= 1951 Greenlandic Provincial Council election =

Provincial Council elections were held in Greenland for the first time on 29 June 1951, alongside district council elections. Voter turnout was 73%.

==Background==
The Provincial Council was created after the Danish Parliament passed a law on 27 May 1950. It replaced two provincial councils covering the north and south of the island, which had been indirectly elected.

==Electoral system==
All Danish citizens over the age of 23 who had lived on the island for at least six months were eligible to vote or run for election. Candidates required nomination from 5–10 supporters.
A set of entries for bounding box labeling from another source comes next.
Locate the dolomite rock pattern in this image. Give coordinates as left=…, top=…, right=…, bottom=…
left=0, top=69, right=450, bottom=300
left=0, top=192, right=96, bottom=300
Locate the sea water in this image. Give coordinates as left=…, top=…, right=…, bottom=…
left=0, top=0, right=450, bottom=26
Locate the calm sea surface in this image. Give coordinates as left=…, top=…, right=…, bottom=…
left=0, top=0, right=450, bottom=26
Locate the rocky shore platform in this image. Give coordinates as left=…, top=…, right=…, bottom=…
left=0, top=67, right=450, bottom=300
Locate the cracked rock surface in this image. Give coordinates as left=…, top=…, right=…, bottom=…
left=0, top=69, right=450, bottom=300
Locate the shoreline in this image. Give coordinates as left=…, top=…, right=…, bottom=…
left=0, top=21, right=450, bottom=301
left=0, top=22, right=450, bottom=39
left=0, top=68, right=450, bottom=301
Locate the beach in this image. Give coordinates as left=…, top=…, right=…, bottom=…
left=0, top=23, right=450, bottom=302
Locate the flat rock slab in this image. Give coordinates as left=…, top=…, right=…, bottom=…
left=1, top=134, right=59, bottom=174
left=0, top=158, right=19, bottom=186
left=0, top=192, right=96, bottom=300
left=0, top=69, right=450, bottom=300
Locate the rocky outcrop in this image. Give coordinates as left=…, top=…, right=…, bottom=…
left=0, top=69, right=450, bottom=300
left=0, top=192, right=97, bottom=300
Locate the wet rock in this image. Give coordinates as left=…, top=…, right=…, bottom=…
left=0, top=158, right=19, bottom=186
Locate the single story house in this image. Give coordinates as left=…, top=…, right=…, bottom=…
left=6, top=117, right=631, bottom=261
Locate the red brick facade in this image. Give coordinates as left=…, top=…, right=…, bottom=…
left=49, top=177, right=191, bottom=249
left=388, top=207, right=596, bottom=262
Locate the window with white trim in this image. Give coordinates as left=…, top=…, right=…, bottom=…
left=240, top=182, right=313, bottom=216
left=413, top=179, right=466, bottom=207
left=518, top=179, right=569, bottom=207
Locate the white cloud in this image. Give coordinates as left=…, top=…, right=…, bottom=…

The 13 members of the Provincial Council were elected in single-member constituencies

The election had to be re-run in two constituencies; in Upernavik icy conditions had prevented distribution of election materials, whilst a measles outbreak in Nanortalik meant that most voters were ill on election day.

==Results==

| Constituency | Winning candidate | Votes received | % | Total votes |
| Disko | Jens Olsen | 124 | 20.60 | 602 |
| Disko Bugt | Marius Sivertsen | 141 | 26.76 | 527 |
| Egedesminde | Frederik Lynge | 149 | 36.08 | 413 |
| Frederikshaab | Abel Kristiansen | 176 | 32.96 | 534 |
| Godthåb | Augo Lynge | 567 | 78.97 | 718 |
| Holsteinsborg | Knud Olsen | 97 | 25.13 | 386 |
| Julianehaab | Frederi Nielsen | 184 | 43.50 | 423 |
| Kangaatsiaq | Nikolai Rosing | 239 | 63.56 | 376 |
| Nanortalik | Jacob Nielsen | 130 | 22.00 | 591 |
| Narsaq | Gerhard Egede | 207 | 75.55 | 274 |
| Sukkertoppen | Peter Egede | 210 | 37.37 | 562 |
| Upernavik | Hendrik Olsen | 147 | 35.85 | 410 |
| Uummannaq | Peter Fleischer | 123 | 22.40 | 549 |
Source: Arctic

==Aftermath==
The Provincial Council met for the first time on 25 September 1951.